Writing this post on my way into work on Monday morning, I’m already overwhelmed. I know that on my in box are three messages from three separate partners with three different projects all of which need to be done “first thing” Monday morning. None of the messages ask if I’m available to do a project “first thing” Monday morning. None of the messages ask if I have court. All three just assume that I’ll drop whatever I’m doing and make magic happen. Nobody cares how I do it, they just care that I do their work.

I wonder why the partners go through the “first thing Monday morning” song and dance. Why don’t they just send me an email saying “Do this work this weekend.”? After all, that’s what they want. They feel I owe them a day since Snowpocalypse prevented people from working one day last week. And while I have no objection to working for my salary, the truth is we could have a week of snowpocalypses and I still would have more billable hours than the minimum firm requirement. The partners are already getting the benefit of their bargain. But the partners don’t look at it that way. All they see is that they paid me my salary for an entire week last week and the snow gave me a Wednesday off. Therefore, they need to send me at least eight hours of additional work.

I know I could have avoided this Monday morning stress by actually doing the work that was emailed to me over the weekend. But I felt entitled to my weekend. Friday was my Friday off. And, like almost every Friday I schedule off, there was an “emergency” that required me to drive to a client and work for half a day there. I did that, without complaint. I also worked on Snowpocalypse. Yes, the majority of the day I spent with the kids, playing play-doh and sledding outside. Husband has a job that requires him to work no matter the natural disaster - I had to watch the kids. But I still worked. After dinner I turned on a movie for the kids and redlined a brief. And I sent it to a partner. They know I was working. The firm didn’t get any “free day” from me.

So I felt entitled to take my weekend and focus on my family. With the loose definition of “emergency” employed by my firm, there will always be the opportunity to do additional work on the weekend. But there are only a few more weekends that I’ll be able to take my kids ice skating or participate in parent-tot gymnastics. I chose that.

But now I’m paying the price. I have no idea which project I’m going to do first, or how I’m even going to manage to do three “emergency” projects on top of the marketing meeting the firm scheduled for me this morning, the meeting with the chair of the non-profit I volunteer for and – oh yeah – my own caseload. I’m sure if you asked the partners they’d tell you that I’ll figure it out. And they are right.  I will figure it out. But I’d do the work with a lot less resentment if even one of the partners had asked me to do their project rather than assume I would drop everything to make their assumption a reality.
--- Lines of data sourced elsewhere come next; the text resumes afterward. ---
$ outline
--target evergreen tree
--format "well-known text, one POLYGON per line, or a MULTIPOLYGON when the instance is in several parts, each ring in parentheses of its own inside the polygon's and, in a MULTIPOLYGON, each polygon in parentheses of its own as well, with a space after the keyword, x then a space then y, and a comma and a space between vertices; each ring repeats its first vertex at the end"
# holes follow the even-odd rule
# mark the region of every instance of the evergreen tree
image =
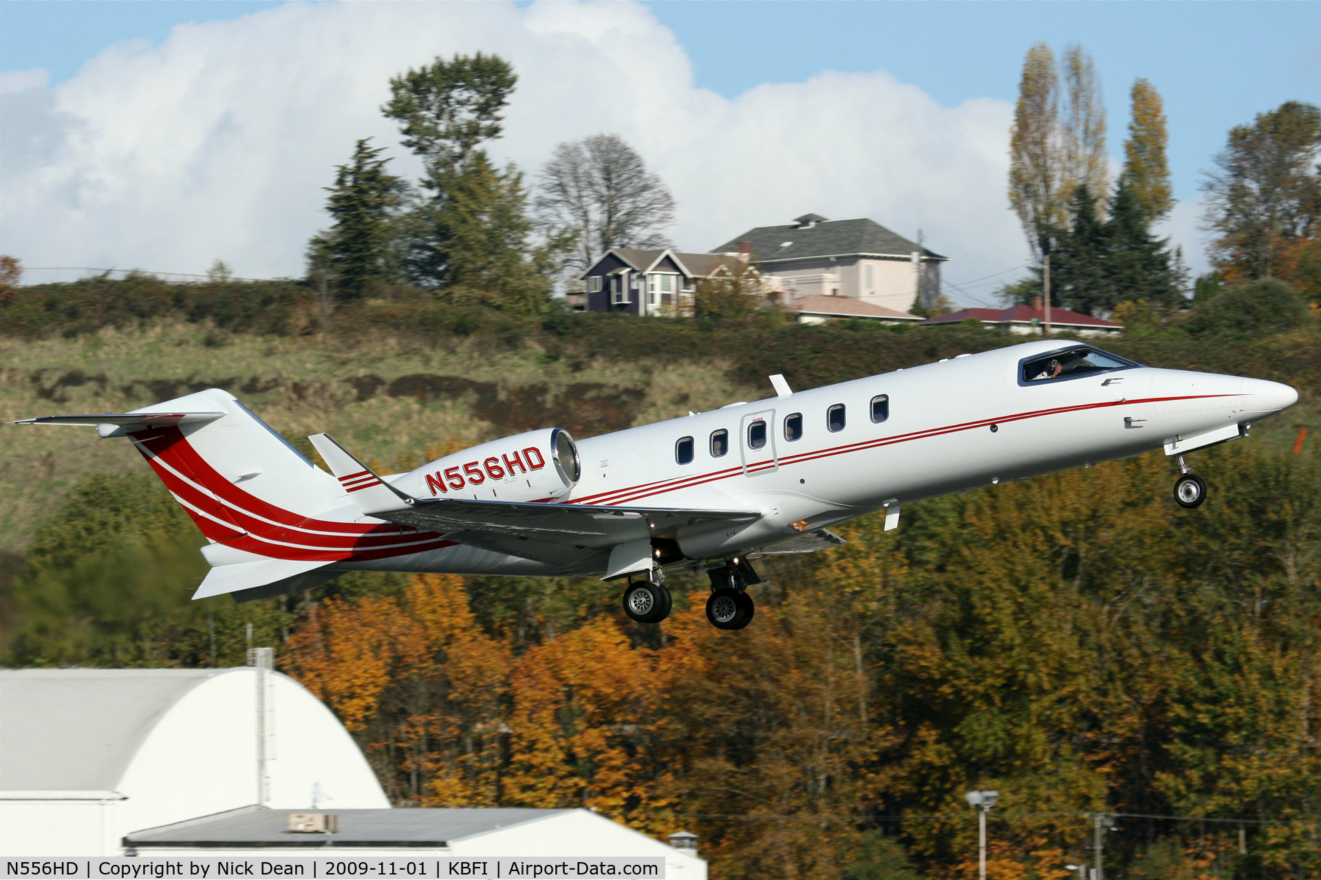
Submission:
POLYGON ((453 303, 540 312, 550 279, 542 271, 543 252, 528 246, 532 225, 522 172, 495 168, 478 149, 462 172, 440 182, 445 198, 427 207, 429 235, 417 243, 417 264, 440 270, 436 280, 453 303))
MULTIPOLYGON (((1058 305, 1108 314, 1132 300, 1166 308, 1182 303, 1181 272, 1169 240, 1148 231, 1147 214, 1127 177, 1115 188, 1104 221, 1086 185, 1074 189, 1069 213, 1073 223, 1053 234, 1050 255, 1052 299, 1058 305)), ((1016 291, 1018 297, 1040 296, 1040 270, 1037 275, 1034 289, 1016 291)))
POLYGON ((400 203, 403 181, 387 174, 383 148, 357 143, 353 159, 336 169, 326 211, 334 218, 329 233, 313 238, 309 259, 329 270, 345 296, 355 297, 369 281, 390 276, 392 215, 400 203))
MULTIPOLYGON (((1107 284, 1111 235, 1107 225, 1096 217, 1096 198, 1086 184, 1074 189, 1069 213, 1073 226, 1054 235, 1050 297, 1054 304, 1083 314, 1106 311, 1112 299, 1107 284)), ((1040 295, 1038 284, 1034 296, 1040 295)))
POLYGON ((1148 221, 1149 214, 1132 182, 1122 178, 1111 196, 1110 219, 1106 221, 1108 296, 1096 304, 1100 309, 1112 312, 1120 303, 1135 300, 1164 307, 1184 301, 1180 267, 1169 239, 1152 235, 1148 221))
POLYGON ((453 303, 539 312, 550 293, 546 252, 530 242, 527 189, 513 165, 481 148, 499 137, 518 77, 498 55, 454 55, 390 81, 382 107, 423 160, 420 200, 404 221, 410 279, 453 303))

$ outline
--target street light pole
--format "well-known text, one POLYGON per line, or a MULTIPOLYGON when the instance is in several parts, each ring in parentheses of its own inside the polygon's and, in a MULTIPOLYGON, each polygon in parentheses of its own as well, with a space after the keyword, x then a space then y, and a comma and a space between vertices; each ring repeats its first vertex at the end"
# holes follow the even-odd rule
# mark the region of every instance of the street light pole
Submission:
POLYGON ((987 811, 978 807, 978 880, 987 880, 987 811))
POLYGON ((978 810, 978 880, 987 880, 987 810, 1000 799, 1000 793, 968 791, 963 799, 978 810))

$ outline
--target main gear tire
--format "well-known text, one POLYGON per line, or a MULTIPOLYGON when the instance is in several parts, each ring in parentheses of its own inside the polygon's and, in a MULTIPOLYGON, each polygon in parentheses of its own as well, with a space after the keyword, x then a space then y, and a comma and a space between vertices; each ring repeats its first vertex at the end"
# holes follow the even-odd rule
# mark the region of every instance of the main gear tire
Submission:
POLYGON ((624 613, 639 624, 659 624, 670 613, 674 600, 660 584, 639 580, 624 591, 624 613))
POLYGON ((752 596, 748 593, 738 593, 738 610, 742 612, 742 616, 738 620, 738 625, 732 629, 742 629, 752 622, 752 616, 757 610, 757 606, 752 601, 752 596))
POLYGON ((736 589, 717 589, 707 599, 707 620, 716 629, 742 629, 752 610, 752 599, 736 589))
POLYGON ((1201 507, 1206 501, 1206 482, 1196 473, 1185 473, 1174 481, 1174 501, 1180 507, 1201 507))

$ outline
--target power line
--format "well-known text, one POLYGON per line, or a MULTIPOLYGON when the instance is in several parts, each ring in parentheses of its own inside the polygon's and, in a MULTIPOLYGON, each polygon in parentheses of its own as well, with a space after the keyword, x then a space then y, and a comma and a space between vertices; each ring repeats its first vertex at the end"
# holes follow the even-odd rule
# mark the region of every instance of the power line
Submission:
MULTIPOLYGON (((968 819, 970 814, 938 813, 929 815, 871 815, 871 814, 832 814, 832 813, 804 813, 804 814, 738 814, 738 813, 676 813, 675 817, 683 819, 724 819, 732 822, 820 822, 823 819, 839 819, 848 822, 935 822, 948 819, 968 819)), ((992 819, 1091 819, 1096 813, 993 813, 992 819)), ((1119 819, 1165 819, 1170 822, 1219 822, 1223 825, 1313 825, 1321 818, 1309 819, 1235 819, 1211 818, 1198 815, 1155 815, 1148 813, 1103 813, 1119 819)))
MULTIPOLYGON (((211 277, 210 275, 196 275, 193 272, 157 272, 155 270, 118 270, 118 268, 96 268, 94 266, 24 266, 24 272, 123 272, 125 275, 176 275, 178 277, 211 277)), ((230 275, 227 277, 230 281, 289 281, 293 279, 287 277, 239 277, 238 275, 230 275)))

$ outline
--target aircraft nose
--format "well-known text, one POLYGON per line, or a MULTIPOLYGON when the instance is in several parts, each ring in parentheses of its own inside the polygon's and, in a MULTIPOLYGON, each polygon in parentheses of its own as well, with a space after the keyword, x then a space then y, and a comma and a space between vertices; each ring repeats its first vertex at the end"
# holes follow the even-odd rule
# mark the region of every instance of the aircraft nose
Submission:
POLYGON ((1248 412, 1279 412, 1297 403, 1299 392, 1280 382, 1247 379, 1243 383, 1243 402, 1248 412))

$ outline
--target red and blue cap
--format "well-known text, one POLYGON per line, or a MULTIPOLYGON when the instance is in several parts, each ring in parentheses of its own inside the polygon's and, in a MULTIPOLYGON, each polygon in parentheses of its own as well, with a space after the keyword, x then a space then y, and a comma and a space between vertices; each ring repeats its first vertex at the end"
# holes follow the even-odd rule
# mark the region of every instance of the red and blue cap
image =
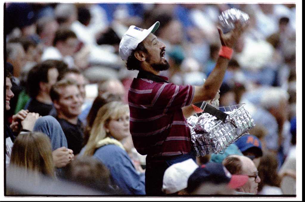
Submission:
POLYGON ((191 175, 187 190, 189 193, 192 192, 206 183, 224 183, 229 188, 235 189, 244 185, 249 178, 246 175, 231 175, 222 164, 210 162, 202 165, 191 175))
POLYGON ((257 156, 263 156, 262 150, 262 143, 256 136, 246 134, 243 135, 234 143, 242 152, 246 151, 250 148, 255 148, 256 152, 257 153, 257 156))

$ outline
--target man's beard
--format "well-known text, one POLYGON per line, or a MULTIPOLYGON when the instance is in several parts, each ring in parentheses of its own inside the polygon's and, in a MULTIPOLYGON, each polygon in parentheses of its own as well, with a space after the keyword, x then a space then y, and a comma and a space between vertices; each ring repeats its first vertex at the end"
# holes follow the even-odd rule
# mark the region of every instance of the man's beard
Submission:
POLYGON ((167 70, 170 68, 170 64, 167 61, 165 61, 165 63, 160 62, 150 64, 150 66, 154 69, 157 71, 163 71, 167 70))
MULTIPOLYGON (((161 57, 161 54, 160 57, 161 57)), ((150 63, 150 57, 149 56, 147 58, 147 62, 149 63, 150 63)), ((158 71, 163 71, 167 70, 170 68, 170 64, 168 64, 167 61, 165 60, 165 63, 162 62, 162 59, 160 59, 160 62, 158 63, 153 63, 150 64, 150 66, 153 68, 155 70, 158 71)))

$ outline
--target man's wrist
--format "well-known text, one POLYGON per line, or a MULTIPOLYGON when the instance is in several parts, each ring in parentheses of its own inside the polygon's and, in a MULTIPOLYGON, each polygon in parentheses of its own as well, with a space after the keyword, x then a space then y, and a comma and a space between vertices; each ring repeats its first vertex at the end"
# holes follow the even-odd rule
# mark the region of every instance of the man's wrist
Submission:
POLYGON ((219 50, 219 56, 226 58, 229 60, 231 59, 232 55, 233 54, 233 49, 228 47, 222 46, 219 50))

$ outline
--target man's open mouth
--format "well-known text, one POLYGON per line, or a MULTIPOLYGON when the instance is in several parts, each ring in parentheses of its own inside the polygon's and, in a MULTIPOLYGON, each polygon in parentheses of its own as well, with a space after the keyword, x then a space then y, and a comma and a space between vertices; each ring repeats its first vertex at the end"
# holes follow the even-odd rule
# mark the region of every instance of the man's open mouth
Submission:
POLYGON ((165 58, 165 50, 163 50, 161 51, 160 54, 160 56, 161 57, 164 59, 165 58))

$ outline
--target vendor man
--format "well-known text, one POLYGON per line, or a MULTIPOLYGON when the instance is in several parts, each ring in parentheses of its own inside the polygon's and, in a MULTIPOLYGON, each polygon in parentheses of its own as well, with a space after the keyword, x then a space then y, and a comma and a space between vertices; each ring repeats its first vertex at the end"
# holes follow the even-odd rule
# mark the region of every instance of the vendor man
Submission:
POLYGON ((131 26, 119 51, 127 69, 139 71, 128 92, 130 130, 135 147, 141 154, 147 154, 145 190, 150 196, 163 195, 163 175, 169 166, 190 158, 195 160, 185 119, 195 113, 191 104, 215 97, 232 48, 244 30, 239 23, 225 34, 218 28, 222 46, 220 57, 204 84, 178 86, 159 76, 169 68, 165 45, 153 34, 159 25, 157 22, 148 30, 131 26))

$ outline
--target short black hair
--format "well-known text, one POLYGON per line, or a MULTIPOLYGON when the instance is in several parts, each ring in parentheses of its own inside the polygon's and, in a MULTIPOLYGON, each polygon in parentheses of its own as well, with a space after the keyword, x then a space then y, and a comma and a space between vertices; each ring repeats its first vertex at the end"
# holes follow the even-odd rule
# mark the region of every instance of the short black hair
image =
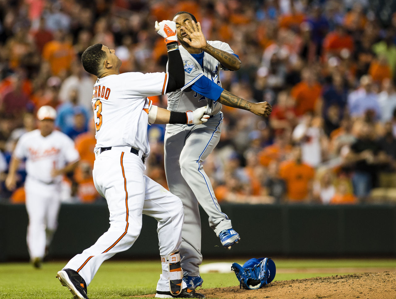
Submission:
POLYGON ((82 66, 89 74, 97 76, 101 61, 107 57, 106 52, 102 50, 103 46, 101 44, 92 45, 87 48, 81 55, 82 66))
POLYGON ((193 15, 191 13, 187 12, 187 11, 179 11, 179 12, 176 13, 175 15, 173 16, 173 19, 177 15, 183 15, 183 13, 187 13, 188 15, 190 15, 190 16, 191 17, 191 19, 192 19, 192 21, 195 22, 196 23, 197 23, 197 19, 195 18, 194 15, 193 15))

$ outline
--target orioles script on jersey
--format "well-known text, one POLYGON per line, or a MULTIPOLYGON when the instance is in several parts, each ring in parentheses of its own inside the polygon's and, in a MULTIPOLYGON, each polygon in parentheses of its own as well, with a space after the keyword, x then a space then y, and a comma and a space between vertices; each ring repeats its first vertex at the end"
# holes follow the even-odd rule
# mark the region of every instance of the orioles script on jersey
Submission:
POLYGON ((52 147, 51 149, 46 149, 44 151, 36 150, 31 147, 28 148, 29 151, 29 158, 32 161, 36 161, 42 158, 46 158, 52 156, 55 156, 59 154, 61 150, 52 147))
POLYGON ((92 99, 97 97, 101 97, 107 100, 110 95, 110 89, 106 86, 101 86, 98 85, 93 87, 93 91, 92 92, 92 99))

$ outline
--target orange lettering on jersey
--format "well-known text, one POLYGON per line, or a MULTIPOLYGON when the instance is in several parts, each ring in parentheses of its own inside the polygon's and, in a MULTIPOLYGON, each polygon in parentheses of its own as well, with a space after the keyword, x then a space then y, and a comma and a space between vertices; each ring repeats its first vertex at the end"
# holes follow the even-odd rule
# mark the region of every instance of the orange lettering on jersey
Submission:
MULTIPOLYGON (((103 89, 102 89, 102 90, 103 89)), ((93 112, 95 113, 95 110, 97 108, 97 111, 96 111, 96 117, 97 119, 95 120, 95 126, 96 127, 96 131, 98 131, 100 129, 100 127, 102 126, 102 102, 100 100, 97 100, 95 102, 95 105, 93 106, 93 112)))
POLYGON ((44 151, 36 150, 31 147, 29 148, 28 150, 29 151, 29 158, 32 161, 47 158, 50 156, 56 156, 61 151, 60 149, 57 149, 54 147, 50 149, 47 149, 44 151))
POLYGON ((102 97, 105 97, 105 91, 106 91, 105 89, 106 88, 106 86, 103 86, 102 88, 102 95, 101 96, 102 97))
POLYGON ((110 95, 110 89, 108 87, 106 89, 106 93, 105 94, 105 99, 107 100, 109 99, 109 96, 110 95))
The firm can continue dumping projects on me, trying to squeeze every last billable hour out of me. But they more they take away from my family during the week, the more I’m going to protect my weekend and day off. Push all you want, law firm, but you don’t own me just because you pay me a salary. You claim to be a firm that puts family first, and I’m going to be the one to hold you to that.  Or I'll be fired trying.